Il est à regretter le fait que dans certains bureaux de vote, les chefs chargés de l’organisation des élections interprétaient mal les instructions officielles et avaient du mal à permettre aux professionnels des médias de faire proprement leurs reportages. Ils leur interdisaient de prendre des photos des bureaux électoraux jusqu’à ce qu’il y ait une intervention des autorités électorales supérieures.

Une recommandation voudrait qu’à la veille d’un rendez-vous électoral de grande envergure comme celle-ci, tel volontaire devra subir un briefing suffisamment circonstancié précisant un comportement à adopter face à des observateurs électoraux dont les professionnels des médias.

Des concurrents peu outillés

Il a été également constaté qu’à chaque bureau électoral visité, on remarquait la présence d’un observateur du FPR-Inkotanyi.
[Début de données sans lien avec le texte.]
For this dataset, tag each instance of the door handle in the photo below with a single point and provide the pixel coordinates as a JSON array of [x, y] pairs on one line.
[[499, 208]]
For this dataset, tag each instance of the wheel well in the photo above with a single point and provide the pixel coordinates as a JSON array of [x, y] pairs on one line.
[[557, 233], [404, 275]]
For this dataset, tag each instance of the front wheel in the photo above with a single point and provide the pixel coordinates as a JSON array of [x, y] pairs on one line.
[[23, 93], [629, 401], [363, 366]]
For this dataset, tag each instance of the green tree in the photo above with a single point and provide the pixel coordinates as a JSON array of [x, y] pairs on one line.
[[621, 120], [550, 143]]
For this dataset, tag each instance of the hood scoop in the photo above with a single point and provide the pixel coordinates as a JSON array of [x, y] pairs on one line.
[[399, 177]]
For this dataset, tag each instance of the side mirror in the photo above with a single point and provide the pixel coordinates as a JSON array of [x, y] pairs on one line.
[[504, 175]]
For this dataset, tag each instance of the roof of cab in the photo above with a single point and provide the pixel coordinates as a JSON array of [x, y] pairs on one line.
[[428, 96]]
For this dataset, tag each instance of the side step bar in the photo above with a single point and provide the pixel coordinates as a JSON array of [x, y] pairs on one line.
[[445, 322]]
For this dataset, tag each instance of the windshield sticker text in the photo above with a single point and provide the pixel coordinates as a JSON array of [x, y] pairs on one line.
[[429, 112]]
Tout le monde se pressait devant les bureaux electoraux meme les handicapees physiques
"Nous avons reçu les observateurs du FPR seulement. Ils avaient leurs lettres d’accréditation. Pour les candidats Dr Frank Habineza (Green Party) et Philippe Mpayimana (Indépendant), nous n’avons reçu aucun de leurs observateurs", ainsi confiaient les chefs de bureaux de poste montrant que non seulement ces deux candidats trouvaient peine perdue d’affecter des observateurs coûteux dans les contrées rurales dûment acquises au FPR, mais qu’également leurs budgets de campagne pouvaient ne pas être à la hauteur d’une telle entreprise.